More than 1,000 officers at DyfedPowys Police, in west Wales, will ditch their helmets, hats, ties and cravats for matching ‘gender neutral’ outfits.
Referring to staff specifically as policemen or women will also be banned, while toilet set-ups will be reviewed and call handlers trained so they do not refer to transgender people by the wrong sex.
The force has embraced 18 recommendations made by a working group on gender identity, set up because police procedures in the past had ‘ adversely impacted’ transgender people.
However David Davies, Tory MP for Monmouth and a former British Transport Police special constable, said the planned uniform changes were ‘ludicrous’.
He added: ‘It strikes me as just a way of trying to win brownie points by pandering to minority groups.
‘The only major difference in uniforms now are the hats, but I don’t think minority groups are going to be bothered anyway. It’s a huge amount of work for no great gain.’
At the moment, female officers wear a rounded hat and a cravat, while male officers wear the traditional custodian helmet and tie.

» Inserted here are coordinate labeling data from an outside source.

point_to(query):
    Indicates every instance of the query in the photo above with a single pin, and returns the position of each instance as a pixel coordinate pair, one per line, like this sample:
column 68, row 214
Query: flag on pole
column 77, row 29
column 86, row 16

But a report by the working group warned that these could force transgender officers to ‘out themselves’ in the workplace when they may not wish to, or ‘be forced into non-public facing roles’. It said that, over the next 12 months, a new unisex hat and neckwear will be introduced to ‘minimise gender differences’.
There are already no skirts included in the uniform, and men and women wear the same shoes. The force insists that the change will not come at a cost to the taxpayer – suggesting the new items will simply replace old ones when they suffer from wear and tear. The report also said urinals in police stations would need to be ‘closed off’ to improve privacy and ‘empower’ transgender people to use male facilities. Other recommendations include the development of a podcast to be distributed among staff to improve their understanding of transgender issues.
Assistant Chief Constable Liane James said: ‘As a force we have learnt that there may have been times when our practices and procedures have adversely impacted our trans communities and their engagement with us.
‘This isn’t right. We have been working with these communities to improve our service to them.’
The report cited the example of Sussex Police, which has already adopted the use of the title ‘Mx’ – as an alternative to the traditional ‘Mr’ or ‘Mrs’ – to improve relations with transgender people.
A spokesman for Stonewall, the gay rights campaign group, said last night: ‘We know that LGBT people, and trans people in particular, don’t always feel confident that the police will understand their needs.
‘It’s great to see this commitment from Dyfed-Powys to transinclusion as an employer and service provider for all.’
Mark Bleasdale, chairman of Dyfed-Powys Police Federation, added: ‘We would always want to ensure that [the uniform] serves its purpose which is to readily identify police officers.’